A vast percentage of women in India must stay at home and care for their families. They have no justification for not working for themselves and being financially self-sufficient. “We assist develop a network of supplier-resellers to help women launch enterprises from the comfort of their own homes,” Sonal Verma explained. Although all firms, regardless of gender, are welcome to join the supplier channel, the creators have created a women-only reseller network to ensure a safe working environment.
Unlike Amway or Tupperware, the strategy focuses on women building a peer network of clients, but it does not sell exclusive products. It was founded by a group of IIT and IIM graduates around a year ago and was acquired by Verma earlier this year. Healthcaremagic.com, a telemedicine startup that a US firm developed, was co-founded by her.

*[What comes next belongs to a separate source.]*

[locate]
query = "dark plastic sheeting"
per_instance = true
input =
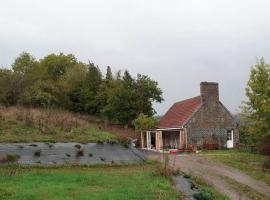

They initially promoted themselves mainly through Facebook updates, with very little advertising. They began experimenting with search engine optimisation to enhance foot traffic once they had any. GlowRoad has around 12,000 daily users right now.
GlowRoad – Future Plan
Most of the funding will be used for internet marketing and recruiting by GlowRoad. “Our major accomplishment will be reaching 100,000 resellers within a year,” Sonal Verma adds.
To make the distribution process more accessible, they want to increase logistics and networking. “We’ll have accomplished something when GlowRoad generates at least 25% of our suppliers’ sales,” Sonal Verma remarked.